Un écueil reste cependant à améliorer : la latence du procédé de vérification. Une donnée stratégique qui fait l'objet de toutes les attentions de la communauté des chercheurs et développeurs de cette technologie. Un exemple chiffré pour mieux comprendre le dilemme : en une seconde 7 transactions ont lieu via Bitcoin, 200 via PayPal et 2000 via VISA.

Nombre d'acteurs du monde informatique, et au-delà, sont convaincus de l'intérêt de cette technologie qui nécessitera à la fois une adaptation des employés à son usage et à revoir l'architecture des systèmes d'information mais qui produire en contrepartie de substantiels avantages concurrentiels.

Ce que David Chaum n'avait pas réussi avec e-cash puis digicash, respectivement en 1983 et 1990, le Bitcoin a participé à grande échelle quant à l'émergence des crypto-monnaies, portées par la perte de confiance d'une partie de la population envers le monde bancaire. Reste cependant à ce que l'aspect sulfureux de la crypto-monnaie n'occulte pas l'essor d'une technologie tendant vers la maturité exploitable par nombre d'acteurs.
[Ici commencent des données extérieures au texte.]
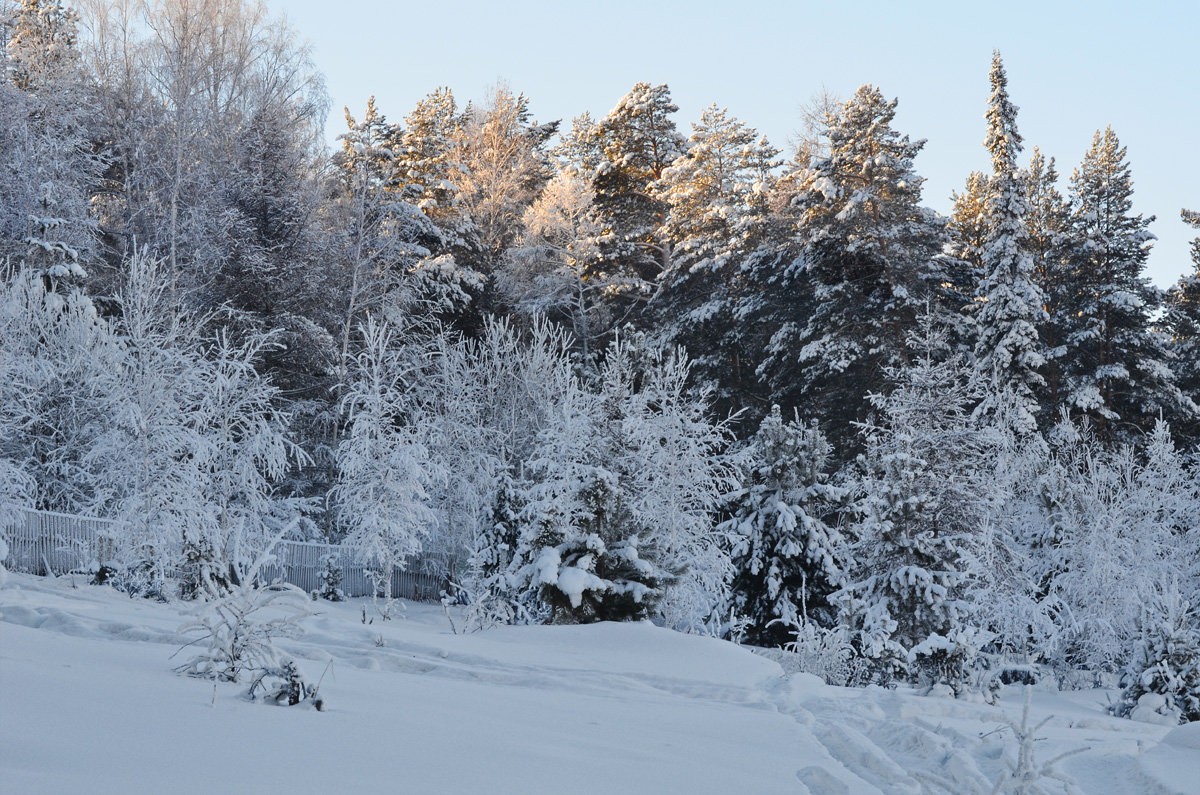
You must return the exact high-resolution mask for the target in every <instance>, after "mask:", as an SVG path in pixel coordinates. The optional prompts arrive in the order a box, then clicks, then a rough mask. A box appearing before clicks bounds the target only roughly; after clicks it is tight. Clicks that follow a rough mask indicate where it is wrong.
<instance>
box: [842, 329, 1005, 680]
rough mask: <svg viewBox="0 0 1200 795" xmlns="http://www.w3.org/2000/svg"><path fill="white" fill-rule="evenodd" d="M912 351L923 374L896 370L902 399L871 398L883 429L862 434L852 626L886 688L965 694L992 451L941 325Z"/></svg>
mask: <svg viewBox="0 0 1200 795" xmlns="http://www.w3.org/2000/svg"><path fill="white" fill-rule="evenodd" d="M910 345H911V347H912V349H913V354H914V359H913V363H912V364H911V365H910V366H908V367H906V369H898V367H892V369H888V370H886V372H887V375H888V377H889V378H890V379H892V382H893V383H894V384H895V388H894V389H893V390H892V393H890V394H888V395H874V396H872V399H874V402H875V405H876V406H877V408H878V410H880V413H881V418H882V422H881V424H878V425H866V426H864V429H863V431H864V434H865V436H866V453H865V454H864V456H863V458H862V459H860V465H862V468H863V473H862V476H860V480H859V482H858V484H857V491H858V500H857V502H856V504H854V506H853V516H854V519H853V522H852V524H851V526H850V528H848V533H850V534H851V538H852V542H851V549H850V552H848V558H847V560H850V561H853V563H852V564H851V569H850V572H848V573H847V582H846V586H845V587H844V590H842V592H841V603H842V621H845V622H846V623H847V624H848V626H850V628H851V629H852V630H853V633H854V645H856V647H857V648H858V651H859V652H860V653H862V654H863V656H864V657H866V658H868V659H869V660H871V664H872V669H874V674H875V675H876V676H877V677H878V679H880V680H882V681H888V680H890V679H893V677H895V676H913V677H914V679H918V680H923V681H926V682H929V681H934V682H936V681H943V682H946V683H949V685H950V686H953V687H958V686H960V685H961V682H962V676H964V671H962V667H964V664H965V663H966V662H967V660H968V658H970V656H971V653H972V652H973V650H974V647H976V644H977V641H978V638H977V635H976V633H974V632H973V628H972V624H971V618H970V615H968V603H967V602H966V599H965V598H964V596H965V586H966V579H967V576H968V572H966V570H965V566H964V551H965V549H966V548H967V545H968V544H971V543H972V542H973V540H974V538H976V537H977V534H978V533H979V531H980V528H982V526H983V520H984V515H985V497H984V495H983V488H982V486H983V485H984V483H985V479H986V476H985V473H984V472H982V471H980V470H982V467H980V462H982V461H983V460H984V456H985V450H986V449H988V448H989V447H990V444H991V442H990V438H989V435H988V434H986V432H984V431H980V430H979V429H978V428H977V426H976V425H974V423H973V422H972V420H971V411H970V410H971V406H972V405H973V402H974V401H976V399H977V394H978V389H977V387H976V384H974V383H973V378H972V377H971V375H972V373H971V370H970V367H968V366H967V365H966V364H965V363H964V361H962V359H961V357H959V355H954V354H948V349H949V345H948V340H947V335H946V333H944V330H942V329H938V328H937V327H936V325H935V324H934V319H932V317H931V315H929V313H926V315H925V316H924V319H923V321H922V328H920V330H919V333H913V334H912V335H911V336H910Z"/></svg>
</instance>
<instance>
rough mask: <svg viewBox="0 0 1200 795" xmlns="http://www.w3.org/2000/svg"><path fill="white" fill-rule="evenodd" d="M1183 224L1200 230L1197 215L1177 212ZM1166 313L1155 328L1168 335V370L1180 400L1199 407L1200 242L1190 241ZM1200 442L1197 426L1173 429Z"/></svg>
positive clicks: (1199, 328) (1186, 212)
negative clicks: (1172, 378) (1170, 353)
mask: <svg viewBox="0 0 1200 795" xmlns="http://www.w3.org/2000/svg"><path fill="white" fill-rule="evenodd" d="M1180 215H1181V216H1182V219H1183V222H1184V223H1188V225H1189V226H1192V227H1193V228H1196V229H1200V213H1193V211H1190V210H1181V211H1180ZM1165 309H1166V311H1165V312H1164V316H1163V318H1162V319H1160V321H1159V324H1160V325H1162V327H1163V328H1164V329H1165V330H1166V333H1168V335H1169V342H1168V346H1169V349H1170V352H1171V354H1172V361H1171V366H1172V367H1174V370H1175V378H1176V383H1177V384H1178V387H1180V390H1181V391H1182V393H1183V395H1184V397H1187V399H1188V400H1190V401H1192V402H1193V404H1196V405H1200V238H1195V239H1193V240H1192V270H1190V273H1186V274H1184V275H1183V276H1181V277H1180V280H1178V281H1177V282H1176V283H1175V286H1172V287H1171V289H1170V292H1169V293H1168V294H1166V304H1165ZM1176 430H1180V431H1183V432H1184V434H1187V436H1188V438H1190V440H1193V441H1200V422H1196V420H1192V422H1187V420H1184V422H1182V423H1181V424H1180V428H1178V429H1176Z"/></svg>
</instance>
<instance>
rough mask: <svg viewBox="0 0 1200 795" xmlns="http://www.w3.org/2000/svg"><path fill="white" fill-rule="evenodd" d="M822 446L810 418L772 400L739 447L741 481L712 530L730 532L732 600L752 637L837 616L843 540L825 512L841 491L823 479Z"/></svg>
mask: <svg viewBox="0 0 1200 795" xmlns="http://www.w3.org/2000/svg"><path fill="white" fill-rule="evenodd" d="M829 454H830V448H829V443H828V442H826V440H824V436H823V435H822V434H821V431H820V429H817V428H816V425H804V424H802V423H800V422H799V419H798V418H794V419H791V420H784V417H782V412H781V411H780V408H779V406H778V405H776V406H773V407H772V411H770V414H769V416H768V417H767V418H766V419H763V422H762V425H761V426H760V428H758V432H757V435H756V436H755V437H754V440H752V442H751V443H750V448H749V450H748V452H746V470H748V471H746V483H745V484H744V486H743V488H742V490H739V491H738V492H736V494H734V495H732V496H731V498H728V500H727V501H726V506H727V510H730V512H731V513H732V516H731V518H730V519H728V520H726V521H725V522H722V525H721V526H719V527H718V532H724V533H726V534H727V536H728V537H730V538H731V543H732V554H731V557H732V560H733V568H734V572H736V574H734V576H733V584H732V592H733V596H732V604H731V606H732V609H733V611H734V614H736V615H737V616H739V617H744V618H746V620H748V621H749V626H748V628H746V635H745V636H746V640H748V641H749V642H751V644H757V645H760V646H784V645H785V644H787V642H790V641H791V640H793V638H794V635H796V633H797V630H798V629H799V627H800V626H802V624H805V623H808V622H814V623H816V624H818V626H821V627H826V628H828V627H832V626H833V624H834V622H835V621H836V605H835V604H834V600H833V599H832V594H833V593H834V592H835V591H836V590H838V588H839V587H840V586H841V576H842V569H841V566H842V564H841V555H842V554H844V549H842V544H844V542H842V538H841V533H840V532H839V530H838V528H836V526H835V525H833V524H830V519H832V513H833V510H834V509H835V508H836V506H838V503H839V502H840V501H841V500H842V498H844V496H845V494H844V490H842V489H839V488H836V486H833V485H830V484H829V477H828V473H827V467H828V464H829Z"/></svg>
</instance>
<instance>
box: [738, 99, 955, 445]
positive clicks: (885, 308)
mask: <svg viewBox="0 0 1200 795" xmlns="http://www.w3.org/2000/svg"><path fill="white" fill-rule="evenodd" d="M895 108H896V102H895V101H894V100H893V101H890V102H889V101H887V100H884V98H883V95H882V94H881V92H880V91H878V89H876V88H874V86H871V85H864V86H862V88H860V89H858V91H857V92H856V94H854V96H853V97H852V98H851V100H848V101H847V102H846V103H845V104H844V106H842V107H841V109H840V110H839V112H838V114H836V116H835V118H833V119H832V120H830V125H832V126H830V128H829V142H830V151H829V156H828V157H822V159H817V160H814V162H812V167H811V168H809V169H806V171H804V172H802V174H800V175H799V180H800V183H799V186H798V187H799V190H798V193H797V197H796V199H794V202H793V203H794V205H796V209H797V210H798V211H799V228H798V235H799V238H798V243H799V246H800V252H799V253H800V255H802V256H800V257H799V258H798V259H796V261H793V262H791V263H790V264H785V267H784V271H782V273H781V274H780V275H779V276H778V281H776V282H775V285H776V286H775V289H785V291H794V289H803V283H804V277H805V276H806V277H808V279H811V282H812V286H814V291H815V300H814V303H812V310H811V315H809V316H808V317H796V316H793V317H788V318H786V321H785V322H784V323H782V324H781V325H780V327H779V329H778V330H775V331H774V335H773V336H772V339H770V341H769V343H768V346H767V351H766V354H764V358H763V360H762V363H761V364H760V365H758V372H760V375H761V376H762V377H763V378H764V379H766V381H767V383H768V385H769V388H770V393H772V396H773V397H774V399H776V400H778V401H779V402H785V397H786V402H791V404H792V405H804V406H806V407H808V410H809V411H810V412H814V413H815V414H816V416H820V417H822V418H824V420H826V422H827V423H828V426H829V429H830V436H832V437H833V438H834V440H835V444H836V443H838V442H842V441H845V442H847V443H852V438H850V437H851V436H852V434H851V425H850V423H851V422H853V420H859V419H865V417H866V414H868V411H869V405H868V402H869V401H868V391H869V390H870V388H871V385H872V384H874V383H875V382H876V379H877V376H878V372H880V370H881V367H888V366H898V365H900V364H902V363H904V361H905V360H906V359H907V352H906V348H905V335H906V333H907V330H908V329H911V328H912V327H913V324H914V319H916V316H917V313H918V311H919V307H920V306H922V305H923V304H924V295H926V294H929V292H930V289H931V288H932V287H934V285H937V283H941V282H942V281H944V279H946V275H944V273H942V263H941V262H940V261H938V255H940V253H941V251H942V246H943V243H944V240H946V229H944V222H943V221H942V220H941V219H940V217H937V216H936V214H934V213H932V210H929V209H926V208H923V207H920V205H919V201H920V187H922V184H923V181H924V180H923V179H922V178H920V177H918V175H917V174H916V172H913V169H912V161H913V157H916V156H917V154H918V153H919V151H920V149H922V148H923V147H924V142H923V141H916V142H913V141H910V139H908V137H907V136H901V135H900V133H899V132H896V131H895V130H893V128H892V120H893V119H894V118H895ZM781 264H782V263H781ZM802 273H803V274H804V275H803V276H802Z"/></svg>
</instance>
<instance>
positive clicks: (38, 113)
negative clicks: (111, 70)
mask: <svg viewBox="0 0 1200 795" xmlns="http://www.w3.org/2000/svg"><path fill="white" fill-rule="evenodd" d="M78 23H79V16H78V14H77V13H76V12H74V11H72V10H71V8H70V7H68V6H66V5H65V4H64V2H62V1H61V0H22V1H20V2H18V4H17V7H16V8H13V11H12V13H11V17H10V18H8V19H5V20H0V24H4V25H5V26H6V29H7V47H6V49H5V52H4V53H2V54H0V77H2V83H4V85H2V88H0V107H2V109H0V124H2V125H4V131H5V135H4V136H2V137H0V156H2V160H4V161H5V168H4V171H2V172H0V199H2V201H0V256H5V255H11V256H14V257H16V258H18V259H22V261H25V262H26V263H28V264H29V265H31V267H34V268H36V269H37V270H38V271H40V273H41V274H42V277H43V279H46V280H47V286H48V287H50V288H52V289H60V287H59V285H62V289H65V287H66V285H71V283H74V285H78V283H80V282H82V280H83V279H84V277H85V276H86V271H85V269H84V264H85V263H86V261H88V259H90V258H91V256H92V253H94V249H95V245H96V227H95V223H94V222H92V220H91V217H90V211H89V201H88V199H89V192H90V191H91V190H94V189H95V187H96V183H97V181H98V177H100V171H101V162H100V160H98V159H97V157H96V156H95V155H94V154H92V151H91V141H90V135H91V133H90V130H89V125H90V119H89V116H88V114H86V108H88V104H89V103H88V100H86V96H85V92H84V85H83V80H82V74H83V73H82V64H80V60H79V53H78V48H77V28H78Z"/></svg>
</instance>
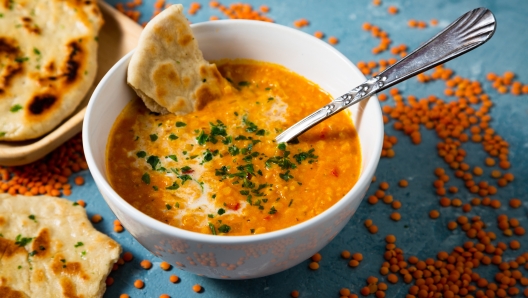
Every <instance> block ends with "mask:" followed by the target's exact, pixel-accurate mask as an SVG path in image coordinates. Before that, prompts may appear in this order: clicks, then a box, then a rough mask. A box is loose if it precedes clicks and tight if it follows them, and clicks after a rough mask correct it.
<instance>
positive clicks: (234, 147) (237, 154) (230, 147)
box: [227, 145, 240, 156]
mask: <svg viewBox="0 0 528 298" xmlns="http://www.w3.org/2000/svg"><path fill="white" fill-rule="evenodd" d="M227 151H228V152H229V154H231V155H232V156H235V155H238V154H239V153H240V149H238V147H237V146H235V145H233V146H229V148H227Z"/></svg>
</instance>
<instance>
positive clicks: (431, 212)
mask: <svg viewBox="0 0 528 298" xmlns="http://www.w3.org/2000/svg"><path fill="white" fill-rule="evenodd" d="M429 217H430V218H432V219H437V218H439V217H440V212H438V210H431V211H430V212H429Z"/></svg>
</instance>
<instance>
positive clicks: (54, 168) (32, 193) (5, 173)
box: [0, 134, 88, 197]
mask: <svg viewBox="0 0 528 298" xmlns="http://www.w3.org/2000/svg"><path fill="white" fill-rule="evenodd" d="M86 169H88V165H87V164H86V160H85V158H84V154H83V149H82V141H81V135H80V134H79V135H77V136H75V137H73V138H72V139H70V140H69V141H67V142H66V143H65V144H63V145H62V146H60V147H59V148H57V149H56V150H55V151H53V152H52V153H50V154H49V155H47V156H46V157H44V158H42V159H40V160H38V161H36V162H33V163H31V164H28V165H25V166H16V167H2V166H0V193H9V194H11V195H16V194H20V195H33V196H34V195H39V194H41V195H43V194H45V195H49V196H56V197H58V196H60V195H61V194H64V195H71V194H72V187H71V184H69V183H68V180H69V177H71V175H72V174H73V173H76V172H79V171H81V170H86Z"/></svg>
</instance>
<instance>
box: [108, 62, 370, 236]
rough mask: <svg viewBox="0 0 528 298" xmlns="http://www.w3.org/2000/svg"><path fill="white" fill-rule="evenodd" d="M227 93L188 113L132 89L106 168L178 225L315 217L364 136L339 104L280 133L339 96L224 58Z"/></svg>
mask: <svg viewBox="0 0 528 298" xmlns="http://www.w3.org/2000/svg"><path fill="white" fill-rule="evenodd" d="M217 65H219V66H218V69H219V71H220V72H221V74H222V75H223V77H224V78H226V80H227V81H229V84H226V85H225V86H224V88H223V90H222V94H223V95H222V97H220V98H219V99H218V100H215V101H212V102H210V103H209V104H208V105H206V106H205V107H204V108H203V109H202V110H199V111H194V112H192V113H189V114H187V115H183V116H181V115H180V116H177V115H173V114H166V115H161V114H157V113H152V112H151V111H149V110H148V109H147V108H145V105H144V104H143V103H142V102H141V100H138V99H132V101H131V102H130V104H129V105H128V106H126V107H125V109H124V110H123V111H122V113H121V114H120V116H119V117H118V119H117V120H116V122H115V124H114V126H113V128H112V131H111V133H110V137H109V142H108V147H107V172H108V176H109V180H110V183H111V185H112V187H113V188H114V189H115V190H116V192H117V193H118V194H119V195H120V196H121V197H122V198H123V199H125V200H126V201H128V202H129V203H130V204H131V205H132V206H134V207H135V208H137V209H138V210H140V211H142V212H143V213H145V214H147V215H149V216H151V217H153V218H155V219H157V220H159V221H161V222H164V223H167V224H169V225H172V226H175V227H178V228H181V229H185V230H189V231H194V232H199V233H205V234H213V235H251V234H261V233H266V232H270V231H276V230H280V229H283V228H286V227H290V226H292V225H295V224H298V223H301V222H303V221H306V220H308V219H310V218H313V217H314V216H316V215H318V214H320V213H322V212H324V211H325V210H326V209H328V208H329V207H331V206H332V205H333V204H335V203H336V202H337V201H339V200H340V199H341V198H342V197H343V196H344V195H345V194H346V193H347V192H348V191H349V190H350V189H351V188H352V187H353V186H354V184H355V183H356V181H357V179H358V177H359V173H360V170H361V150H360V144H359V137H358V135H357V132H356V130H355V128H354V125H353V123H352V120H351V118H350V115H348V111H347V112H343V113H340V114H338V115H336V116H334V117H332V118H330V119H327V120H325V121H324V122H322V123H321V124H319V125H317V126H315V127H314V128H313V129H311V130H309V131H308V132H306V133H305V134H303V135H302V136H300V137H299V143H297V144H277V143H276V142H275V141H274V138H275V137H276V136H277V135H278V134H279V133H280V132H282V131H283V130H284V129H286V128H288V127H289V126H291V125H292V124H294V123H295V122H297V121H299V120H300V119H302V118H303V117H305V116H306V115H308V114H310V113H311V112H313V111H314V110H316V109H318V108H319V107H321V106H323V105H324V104H327V103H328V102H329V101H330V100H331V99H332V98H331V96H330V95H329V94H328V93H326V92H325V91H323V90H321V88H320V87H319V86H318V85H316V84H314V83H313V82H310V81H309V80H307V79H306V78H303V77H301V76H299V75H297V74H295V73H293V72H291V71H289V70H288V69H286V68H284V67H282V66H279V65H276V64H271V63H264V62H255V61H249V60H225V61H219V62H217Z"/></svg>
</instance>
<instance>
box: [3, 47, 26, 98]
mask: <svg viewBox="0 0 528 298" xmlns="http://www.w3.org/2000/svg"><path fill="white" fill-rule="evenodd" d="M20 55H21V53H20V49H19V47H18V43H17V42H16V41H15V40H14V39H12V38H8V37H0V64H3V65H4V67H3V68H2V69H0V95H1V94H4V93H5V91H6V89H7V88H8V87H9V85H10V82H11V80H12V79H13V78H14V77H15V76H16V75H17V74H19V73H21V72H22V70H23V67H24V63H22V62H19V61H17V58H19V56H20Z"/></svg>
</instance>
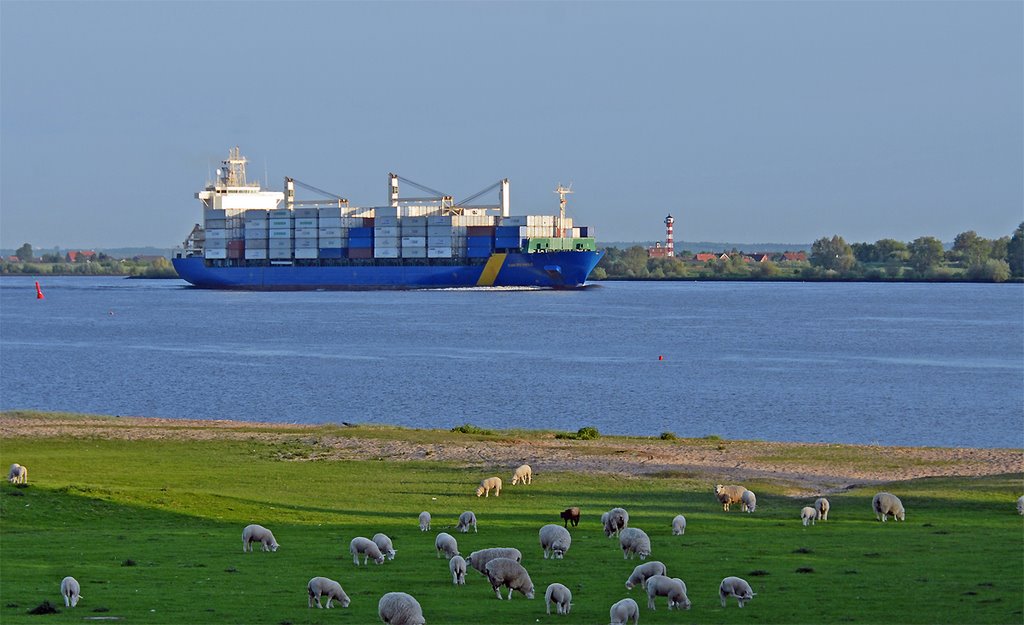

Pour aller plus loin dans l'explication de la BlockChain, rendez vous sur le site suivant qui propose une présentation exhaustive illustrée :


[1] La majorité des banques centrales nationales se déclarent vigilantes et adressent aux différents acteurs du monde financier des mises en garde contre l'opacité des transactions et la volatilité des cours.
Dans cet esprit, l'Union Européenne a élaboré un texte en décembre 2017 afin de lutter contre le blanchiment et le financement du terrorisme en visant nommément les crypto-monnaies, celui-ci doit cependant être validé au terme d'un processus législatif. Tout comme en Russie où le président de la Fédération a refuté en janvier 2018 toute possibilité de régulation des crypto-monnaies, préférant surveiller et agir sur les opérations afin d'éviter - à l'instar de l'Union Européenne - toute dérive de blanchiment, d'évasion fiscale ou d'appui financier du terrorisme.
Et à l'autre bout du spectre d'approche, Mark Carney, dirigeant de la banque centrale d'Angleterre, s'est prononcé de manière très enthousiaste quant à son essor et son exploitation en tant qu'instrument financier.

[2] Highest funded crowdfunding projects :
https://en.wikipedia.org/wiki/List_of_highest_funded_crowdfunding_projects


[3] Blockshow Rating :
https://blockshow-rating.com


[4] Le Bitcoin utilise le très éprouvé Secure Hash Algorithm-256.

[5] Il y aurait une réflexion à mener sur un point précis : celui où la fiduciarisation de la monnaie tend à s'estomper au profit de la monnaie scripturale, facteur favorisant inexorablement l'essor des crypto-monnaies.